Quando crianças, se não encontrarmos ao nosso redor um adulto que nos mostre respeito, empatia e compreensão, com quem possamos expressar livremente nossas emoções, acabamos nos sentindo sozinhos, confusos, desamparados e perdidos. Ninguém nos ajuda a assimilar nossas emoções, a canalizá-las, então nós as silenciamos e as escondemos nas profundezas de nós mesmos.

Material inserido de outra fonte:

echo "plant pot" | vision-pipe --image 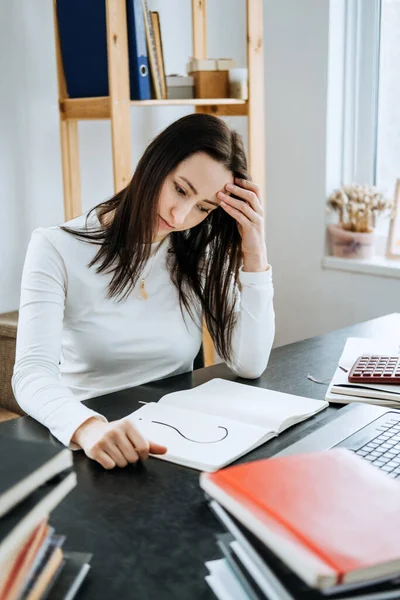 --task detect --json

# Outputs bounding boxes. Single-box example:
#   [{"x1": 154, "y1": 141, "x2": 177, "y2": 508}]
[{"x1": 328, "y1": 225, "x2": 375, "y2": 259}]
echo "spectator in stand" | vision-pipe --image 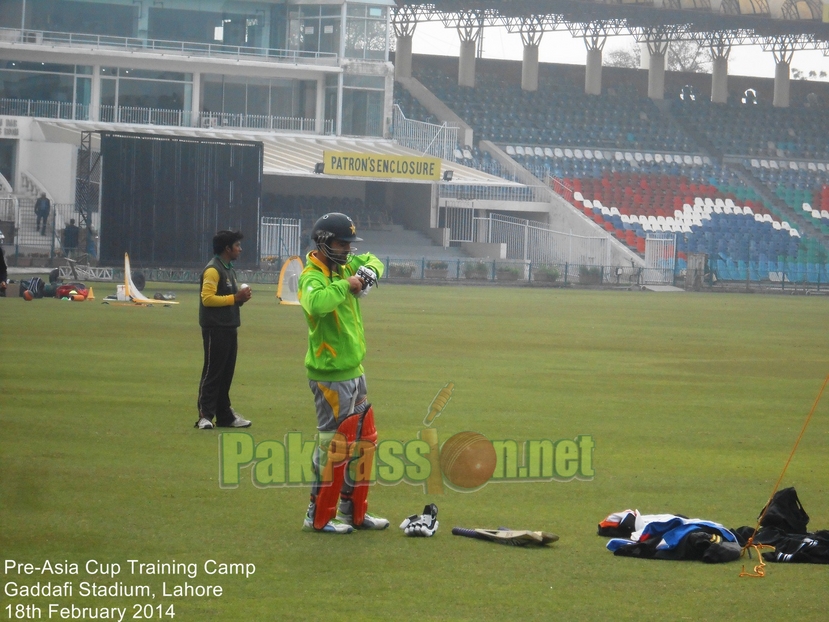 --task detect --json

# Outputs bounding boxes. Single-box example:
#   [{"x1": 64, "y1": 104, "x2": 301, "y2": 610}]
[
  {"x1": 63, "y1": 218, "x2": 79, "y2": 257},
  {"x1": 0, "y1": 246, "x2": 9, "y2": 298},
  {"x1": 35, "y1": 192, "x2": 52, "y2": 235}
]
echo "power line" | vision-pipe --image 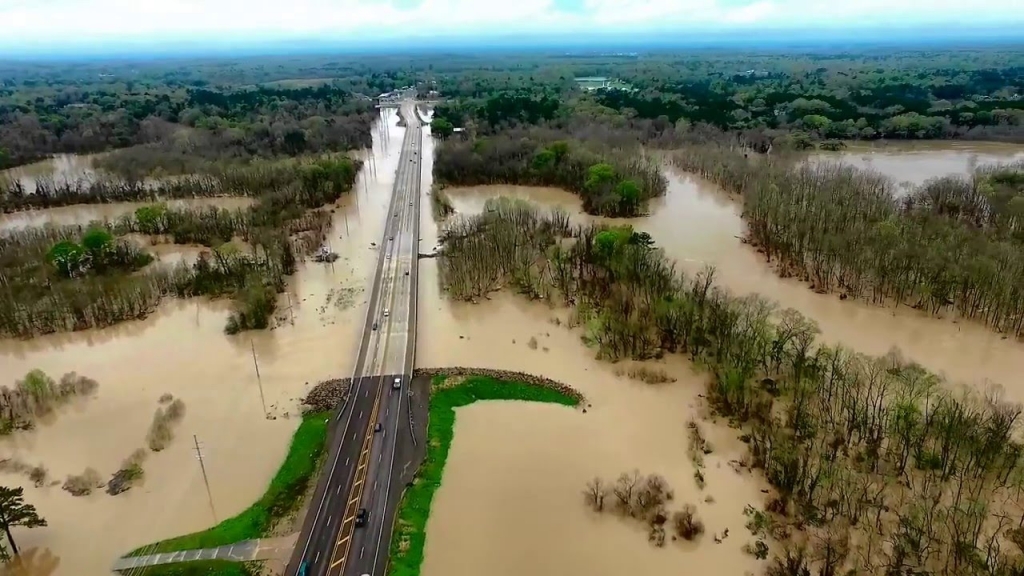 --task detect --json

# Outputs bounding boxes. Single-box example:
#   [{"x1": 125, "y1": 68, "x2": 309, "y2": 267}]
[{"x1": 193, "y1": 435, "x2": 217, "y2": 526}]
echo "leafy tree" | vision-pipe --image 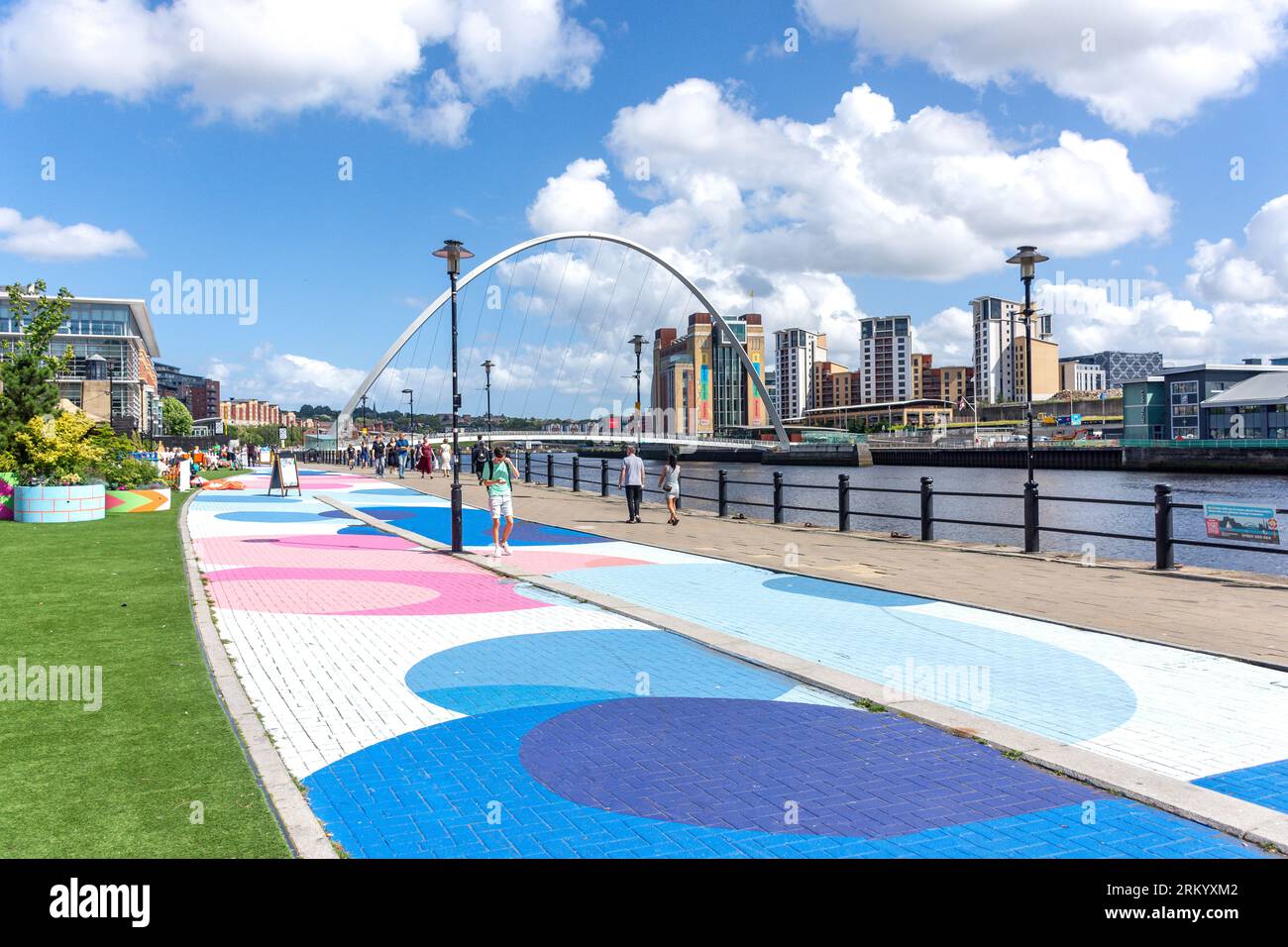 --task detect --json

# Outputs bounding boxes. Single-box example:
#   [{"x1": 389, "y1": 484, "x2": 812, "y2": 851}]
[
  {"x1": 13, "y1": 411, "x2": 107, "y2": 484},
  {"x1": 0, "y1": 279, "x2": 73, "y2": 450},
  {"x1": 161, "y1": 398, "x2": 192, "y2": 437}
]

Porém, por mais que camuflemos e silenciamos nossas emoções, para curá-las, elas precisam ser expressas , verbalizadas, para que com o tempo, passem a pedir passagem de outra forma, no caso de Antonia, por uma dor persistente de que durou décadas. Sua dor não provinha do intenso trabalho físico a que a madrasta a sujeitava, mas de não ter podido chorar a morte de sua mãe e também do desamparo sofrido por seu pai, quando ele se casou novamente e a deixou nas mãos de um adulto que abusou dela.

Ao longo de sua terapia, Antonia foi localizando, expressando e curando as emoções que ela foi forçada a manter quieta e esconder ao longo de sua vida. Antonia compreendeu que tinha sido uma criança maltratada e indefesa que desde cedo perdera a única pessoa que cuidara dela, sua mãe.

A maior prova de que grande parte de sua dor era emocional é que, quando ela finalmente conseguiu chorar e expressar suas emoções em voz alta, a dor começou a diminuir. Na terapia, ela também trabalhou em como seria a vida depois de se livrar daquele peso que sempre a amarrou à casa com dor. Antonia, começou a sair mais à rua, retomou as atividades de lazer e finalmente conseguiu realizar o sonho de fazer um cruzeiro no Mediterrâneo com as amigas.

Quando um nível de dano físico é atingido como o de Antonia, o tratamento deve combinar o médico e o emocional . Não devemos subestimar os danos sofridos pelo nosso corpo e é necessário curá-lo de todas as frentes. No entanto, o importante trabalho de fundo deve ser curar a ferida emocional para nos livrar do que nos causou danos físicos e, assim, evitar que aconteça novamente.